I have always wanted to write, but I don’t have time – I am far too busy reading. I love to read; I love stories – princesses in castles, knights in shining armour, people in far away places…because of this, my head is crammed full of other peoples stories and ideas, there is scarcely room left for an original thought of my own.

Each book that I read becomes an adventure, a trip to a new world, and much, much more than that. A really good book leaves me wanting to know as much as possible about each person and place mentioned in it, and of course the amazing author that created it – thank goodness for Google! I spend hours pouring over Google maps to see where a story is based, looking at images of buildings mentions so that I can build up a really clear image of the place, I check out links to reality – everyday is quite literally ‘a school day’. If I can actually visit somewhere mentioned in a book even better – on a family adventure to Austria when I was 16, my birthday was spend exploring Achensee in North Tyrol. This is the beautiful, awe inspiring setting for Elinor Brent Dyer’s earliest Chalet School books. It was a day in a lifetime, something to tick off on my bucket list. When I returned to England, holiday over, I re-read every one of those books in a whole new light, able to fit the characters into the exact setting that Elinor had intended, not simply my interpretation of her wonderfully evocative writing. In testament to Elinor’s writing, it is so easy to locate her fictional landmarks in their real-life backdrop.

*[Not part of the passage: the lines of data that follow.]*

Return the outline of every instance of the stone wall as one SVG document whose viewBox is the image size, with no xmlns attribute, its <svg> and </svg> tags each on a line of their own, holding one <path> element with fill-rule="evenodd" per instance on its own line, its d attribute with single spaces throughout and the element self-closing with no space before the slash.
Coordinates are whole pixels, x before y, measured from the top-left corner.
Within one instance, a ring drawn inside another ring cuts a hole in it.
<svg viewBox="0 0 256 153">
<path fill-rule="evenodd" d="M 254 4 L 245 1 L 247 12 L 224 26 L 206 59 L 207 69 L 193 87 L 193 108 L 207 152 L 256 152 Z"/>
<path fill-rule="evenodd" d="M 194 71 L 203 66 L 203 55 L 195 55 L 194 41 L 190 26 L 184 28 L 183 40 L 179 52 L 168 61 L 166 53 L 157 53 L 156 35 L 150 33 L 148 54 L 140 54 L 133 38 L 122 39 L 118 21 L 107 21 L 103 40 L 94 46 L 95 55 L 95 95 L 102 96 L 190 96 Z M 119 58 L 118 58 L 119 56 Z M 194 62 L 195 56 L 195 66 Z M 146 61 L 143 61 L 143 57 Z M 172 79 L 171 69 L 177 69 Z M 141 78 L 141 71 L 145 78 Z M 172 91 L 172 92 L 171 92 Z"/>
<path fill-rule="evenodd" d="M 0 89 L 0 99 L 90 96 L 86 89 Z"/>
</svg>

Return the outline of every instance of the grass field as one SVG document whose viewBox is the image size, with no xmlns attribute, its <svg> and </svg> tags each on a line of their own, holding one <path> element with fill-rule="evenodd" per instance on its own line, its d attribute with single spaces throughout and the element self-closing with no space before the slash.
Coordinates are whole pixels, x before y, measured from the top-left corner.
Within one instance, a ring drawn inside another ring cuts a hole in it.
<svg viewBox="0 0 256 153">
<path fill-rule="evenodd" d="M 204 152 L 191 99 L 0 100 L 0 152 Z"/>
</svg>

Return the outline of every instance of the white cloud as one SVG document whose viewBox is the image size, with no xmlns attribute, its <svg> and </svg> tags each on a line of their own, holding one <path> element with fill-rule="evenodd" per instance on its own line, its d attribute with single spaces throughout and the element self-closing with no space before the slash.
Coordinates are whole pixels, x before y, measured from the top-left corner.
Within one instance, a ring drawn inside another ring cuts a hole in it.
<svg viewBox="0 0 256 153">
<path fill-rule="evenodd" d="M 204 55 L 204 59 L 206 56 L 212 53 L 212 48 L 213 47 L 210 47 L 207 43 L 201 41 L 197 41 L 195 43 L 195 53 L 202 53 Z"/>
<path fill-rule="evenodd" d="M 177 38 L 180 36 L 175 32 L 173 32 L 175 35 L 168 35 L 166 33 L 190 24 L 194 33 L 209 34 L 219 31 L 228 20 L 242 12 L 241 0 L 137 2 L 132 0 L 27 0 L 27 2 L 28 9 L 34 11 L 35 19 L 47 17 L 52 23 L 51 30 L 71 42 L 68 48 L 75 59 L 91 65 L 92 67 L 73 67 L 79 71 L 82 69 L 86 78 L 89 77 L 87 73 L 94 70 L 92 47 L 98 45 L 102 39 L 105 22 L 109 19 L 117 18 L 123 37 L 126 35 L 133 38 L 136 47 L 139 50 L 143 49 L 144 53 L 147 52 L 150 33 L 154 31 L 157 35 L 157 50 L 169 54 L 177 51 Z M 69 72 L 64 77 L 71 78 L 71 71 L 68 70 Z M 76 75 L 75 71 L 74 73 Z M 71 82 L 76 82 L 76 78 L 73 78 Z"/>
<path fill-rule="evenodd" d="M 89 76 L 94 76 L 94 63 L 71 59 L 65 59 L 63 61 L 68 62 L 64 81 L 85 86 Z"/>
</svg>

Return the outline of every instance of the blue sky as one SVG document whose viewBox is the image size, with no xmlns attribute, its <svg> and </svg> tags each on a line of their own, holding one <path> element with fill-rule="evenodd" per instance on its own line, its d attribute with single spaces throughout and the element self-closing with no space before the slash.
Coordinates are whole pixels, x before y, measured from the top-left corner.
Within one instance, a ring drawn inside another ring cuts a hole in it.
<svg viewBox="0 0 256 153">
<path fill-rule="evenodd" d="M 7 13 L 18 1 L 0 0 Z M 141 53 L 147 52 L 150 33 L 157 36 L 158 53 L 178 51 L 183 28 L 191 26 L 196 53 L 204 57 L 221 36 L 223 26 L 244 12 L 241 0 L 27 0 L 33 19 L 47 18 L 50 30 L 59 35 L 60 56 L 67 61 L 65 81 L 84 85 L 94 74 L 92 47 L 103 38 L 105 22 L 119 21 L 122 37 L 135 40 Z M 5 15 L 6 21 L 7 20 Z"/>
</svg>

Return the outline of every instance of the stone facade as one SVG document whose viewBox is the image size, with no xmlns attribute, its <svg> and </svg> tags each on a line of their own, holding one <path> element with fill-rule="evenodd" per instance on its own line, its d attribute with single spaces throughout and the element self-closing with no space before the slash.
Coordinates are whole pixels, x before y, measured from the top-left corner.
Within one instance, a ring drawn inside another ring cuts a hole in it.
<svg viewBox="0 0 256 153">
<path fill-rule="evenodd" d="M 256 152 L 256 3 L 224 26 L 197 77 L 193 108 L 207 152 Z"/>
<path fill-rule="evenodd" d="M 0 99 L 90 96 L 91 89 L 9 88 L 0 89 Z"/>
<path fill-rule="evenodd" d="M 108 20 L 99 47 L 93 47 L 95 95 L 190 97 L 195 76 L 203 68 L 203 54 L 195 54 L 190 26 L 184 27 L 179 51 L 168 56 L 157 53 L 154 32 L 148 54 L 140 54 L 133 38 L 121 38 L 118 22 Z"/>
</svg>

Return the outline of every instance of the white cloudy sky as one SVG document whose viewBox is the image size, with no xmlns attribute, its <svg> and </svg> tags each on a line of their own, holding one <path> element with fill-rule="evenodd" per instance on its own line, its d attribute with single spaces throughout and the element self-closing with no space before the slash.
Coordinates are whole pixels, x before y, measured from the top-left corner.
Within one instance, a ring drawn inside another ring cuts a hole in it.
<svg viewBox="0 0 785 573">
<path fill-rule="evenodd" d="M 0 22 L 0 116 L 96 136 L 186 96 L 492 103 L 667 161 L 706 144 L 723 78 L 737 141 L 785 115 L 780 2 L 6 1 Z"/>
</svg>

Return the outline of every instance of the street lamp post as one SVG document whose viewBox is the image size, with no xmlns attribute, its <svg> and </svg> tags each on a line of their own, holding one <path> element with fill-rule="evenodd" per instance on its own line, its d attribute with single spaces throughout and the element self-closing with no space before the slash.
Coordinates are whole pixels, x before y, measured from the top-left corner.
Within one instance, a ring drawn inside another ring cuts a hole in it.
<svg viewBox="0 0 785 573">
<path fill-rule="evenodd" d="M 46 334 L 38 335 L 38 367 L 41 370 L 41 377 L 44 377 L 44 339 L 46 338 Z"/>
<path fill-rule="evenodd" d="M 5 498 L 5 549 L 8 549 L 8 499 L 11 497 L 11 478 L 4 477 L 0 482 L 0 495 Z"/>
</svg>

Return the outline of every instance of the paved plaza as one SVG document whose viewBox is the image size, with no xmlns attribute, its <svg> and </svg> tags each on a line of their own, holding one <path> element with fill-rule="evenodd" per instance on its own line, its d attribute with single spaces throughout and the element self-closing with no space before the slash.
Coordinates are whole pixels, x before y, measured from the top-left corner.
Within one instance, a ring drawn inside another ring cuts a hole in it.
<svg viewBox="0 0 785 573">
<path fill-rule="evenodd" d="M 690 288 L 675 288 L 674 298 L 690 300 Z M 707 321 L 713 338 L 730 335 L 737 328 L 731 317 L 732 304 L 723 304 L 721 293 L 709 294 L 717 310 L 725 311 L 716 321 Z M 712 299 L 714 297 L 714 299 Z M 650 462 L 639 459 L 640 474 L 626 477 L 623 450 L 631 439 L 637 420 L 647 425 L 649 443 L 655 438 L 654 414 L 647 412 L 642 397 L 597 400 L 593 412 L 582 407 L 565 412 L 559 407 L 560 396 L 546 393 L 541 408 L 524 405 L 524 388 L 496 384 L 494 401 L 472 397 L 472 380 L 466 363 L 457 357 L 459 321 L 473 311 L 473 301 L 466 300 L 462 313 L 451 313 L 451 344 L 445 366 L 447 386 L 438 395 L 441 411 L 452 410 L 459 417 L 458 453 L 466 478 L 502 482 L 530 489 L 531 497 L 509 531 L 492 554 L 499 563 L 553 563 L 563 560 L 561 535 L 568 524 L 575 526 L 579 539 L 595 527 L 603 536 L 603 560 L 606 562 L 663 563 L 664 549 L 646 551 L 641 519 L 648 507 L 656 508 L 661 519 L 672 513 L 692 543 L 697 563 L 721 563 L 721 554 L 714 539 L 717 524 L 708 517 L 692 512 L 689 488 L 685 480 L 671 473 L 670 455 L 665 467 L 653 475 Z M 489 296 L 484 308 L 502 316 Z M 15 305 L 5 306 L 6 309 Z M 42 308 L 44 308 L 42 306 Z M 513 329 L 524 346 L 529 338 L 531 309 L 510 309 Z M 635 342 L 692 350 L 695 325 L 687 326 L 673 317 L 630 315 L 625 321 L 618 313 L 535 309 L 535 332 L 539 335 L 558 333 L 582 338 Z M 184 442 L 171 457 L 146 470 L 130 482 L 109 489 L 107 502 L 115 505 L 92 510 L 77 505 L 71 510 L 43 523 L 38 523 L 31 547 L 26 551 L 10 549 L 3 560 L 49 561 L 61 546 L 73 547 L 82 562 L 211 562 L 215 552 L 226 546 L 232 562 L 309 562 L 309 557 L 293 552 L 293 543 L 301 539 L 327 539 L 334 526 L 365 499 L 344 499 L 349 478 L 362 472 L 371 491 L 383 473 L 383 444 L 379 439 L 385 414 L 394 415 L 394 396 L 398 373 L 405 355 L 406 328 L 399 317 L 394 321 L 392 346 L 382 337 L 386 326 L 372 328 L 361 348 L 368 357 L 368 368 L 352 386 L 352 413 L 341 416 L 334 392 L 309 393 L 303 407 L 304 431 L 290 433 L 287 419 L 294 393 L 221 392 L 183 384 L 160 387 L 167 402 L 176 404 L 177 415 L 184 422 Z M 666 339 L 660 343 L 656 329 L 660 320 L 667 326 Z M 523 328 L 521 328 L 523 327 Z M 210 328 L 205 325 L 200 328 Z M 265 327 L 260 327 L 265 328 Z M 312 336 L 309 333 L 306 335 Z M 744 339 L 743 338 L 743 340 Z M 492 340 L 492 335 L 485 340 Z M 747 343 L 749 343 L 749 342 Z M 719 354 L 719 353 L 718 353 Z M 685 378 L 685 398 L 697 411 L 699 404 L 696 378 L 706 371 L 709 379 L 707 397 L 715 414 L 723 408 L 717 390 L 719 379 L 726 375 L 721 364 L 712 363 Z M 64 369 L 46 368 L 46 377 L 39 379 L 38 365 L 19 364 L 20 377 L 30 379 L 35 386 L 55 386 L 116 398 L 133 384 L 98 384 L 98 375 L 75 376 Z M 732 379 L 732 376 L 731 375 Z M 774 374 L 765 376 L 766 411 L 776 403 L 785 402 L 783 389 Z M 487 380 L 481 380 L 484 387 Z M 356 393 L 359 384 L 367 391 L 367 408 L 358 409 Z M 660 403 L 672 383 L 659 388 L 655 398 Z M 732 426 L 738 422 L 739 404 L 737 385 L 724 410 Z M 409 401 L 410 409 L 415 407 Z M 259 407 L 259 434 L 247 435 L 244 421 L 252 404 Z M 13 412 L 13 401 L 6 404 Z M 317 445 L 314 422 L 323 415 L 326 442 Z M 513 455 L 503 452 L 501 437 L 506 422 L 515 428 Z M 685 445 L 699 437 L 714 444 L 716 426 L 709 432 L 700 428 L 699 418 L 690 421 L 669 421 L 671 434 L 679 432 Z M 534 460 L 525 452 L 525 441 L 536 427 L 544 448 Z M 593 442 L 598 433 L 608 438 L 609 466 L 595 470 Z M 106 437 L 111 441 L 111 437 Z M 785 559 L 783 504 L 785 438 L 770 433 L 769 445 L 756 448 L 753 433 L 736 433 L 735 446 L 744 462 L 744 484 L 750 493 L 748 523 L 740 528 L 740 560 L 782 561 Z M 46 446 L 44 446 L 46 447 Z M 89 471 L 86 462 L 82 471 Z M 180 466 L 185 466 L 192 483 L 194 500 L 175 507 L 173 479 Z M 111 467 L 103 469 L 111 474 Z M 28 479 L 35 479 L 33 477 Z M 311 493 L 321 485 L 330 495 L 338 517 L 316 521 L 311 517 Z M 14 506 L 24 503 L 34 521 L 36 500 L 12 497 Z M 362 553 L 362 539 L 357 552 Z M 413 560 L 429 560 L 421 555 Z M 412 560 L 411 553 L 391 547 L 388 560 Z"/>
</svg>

Growing up, my inability to do anything without a book in one hand infuriated my family. On so many occasions my beloved book of the day/week would be wrested out of my hand by my poor mother at 8.45 as she shoved my out of the door and off to school. My lovely siblings (one of each & both younger) would grumble at breakfast time as they waited impatiently while I read the “new thing” on the back of the Sugar Puffs packet, lingering over the unfamiliar words in the list of ingredients. Did I mention that as well as books I love words? I love the way they sound, the way they look and the way a new word feels in your mouth when you say it for the first time – when I was younger this led to many odd conversations whereby a completely inappropriate word was used because it sounded nice!

The advancement of technology has only enhanced my love of reading and has opened up a whole new world to explore. I have rarely in my life been out of the house without a book in my bag, but now, this is no longer a back breaking habit; a lot of my books are now downloaded to my phone. This does not mean that I do not read ‘real’ books anymore. Far from it. It just means that I have a more economically and ergonomically friendly way of accessing books that would otherwise remain on my ‘to read’ list for all eternity – those wonderful reduced price and often free classics that everyone should read, and tales by new unknown authors such as Denise Grover –Swank, author of the brilliant Rose Gardner series (if your looking for an easy read, laugh out loud romance with a twist, you really should check out ‘Twenty-eight and a Half Wishes’) .

Nothing beats the feel and smell of a real book; where possible I have my favourite authors in ‘real’ books, all lined up nicely on my bookshelf – the majority are now hardback as I will pre-order months in advance, unable to wait patiently for the next instalment, my next fix! The arrival of these treasures, delivered by our long suffering postman are always greeted with the same sense of anticipation and excitement as a child on Christmas morning. Each is a new friend waiting to be discovered. These often huge, usually hardbacked buddies are still lugged around with me, just in case there might be spare moment in which I can catch a glimpse of the next page.

My relationship with books has been lifelong. My first favourite books were The Garden Gang series by Jayne Fisher (the youngest author ever to write for Ladybird Books). My heroine was, of course, the “snooty and vain” Miss Penelope Strawberry; I was enthralled. Even now, over 30 years later I can still recite that now very battered first page and immediately I am transported to a sunny garden party. My choice of img_0088reading matter has at times been controversial – my poor reception class teacher battled to encourage me to read about “Roger Red-Hat” and his equally colourful companions. She was fighting a losing battle… I had discovered Heidi. How could a village of Three Corners with some hat obsessed occupants and a maximum of five words per page compete with the stunning Swiss Alps, a gentle Grandfather and a couple of goats? Imagine my delight when a year or two later someone presented my with a full length copy of Heidi.

Books have shaped my life for as long as I can remember. Some books I read once, many I read over and over – you would not believe how many copies of ‘Wuthering Heights’ I have worked my way through, devouring each one until the pages no longer stay in the book. This blog will not be reviews of books; I am not qualified to judge the merits of a book. I have never written one, I am not an English major (my English literature teacher once wrote in a school report that I should read more – what she really meant was that I should read more of what she wanted me to read!), and I have no right to pass judgement on anyone’s ability to write! This blog will be more about how books  and the people and places related to them affect me personally, the emotions, thought processes and experiences that each one generates; it will not be about every book I read, it will be about the ones that I fall in love with and the things that I learn from them. I hope you enjoy reading, and I would love to hear your feedback.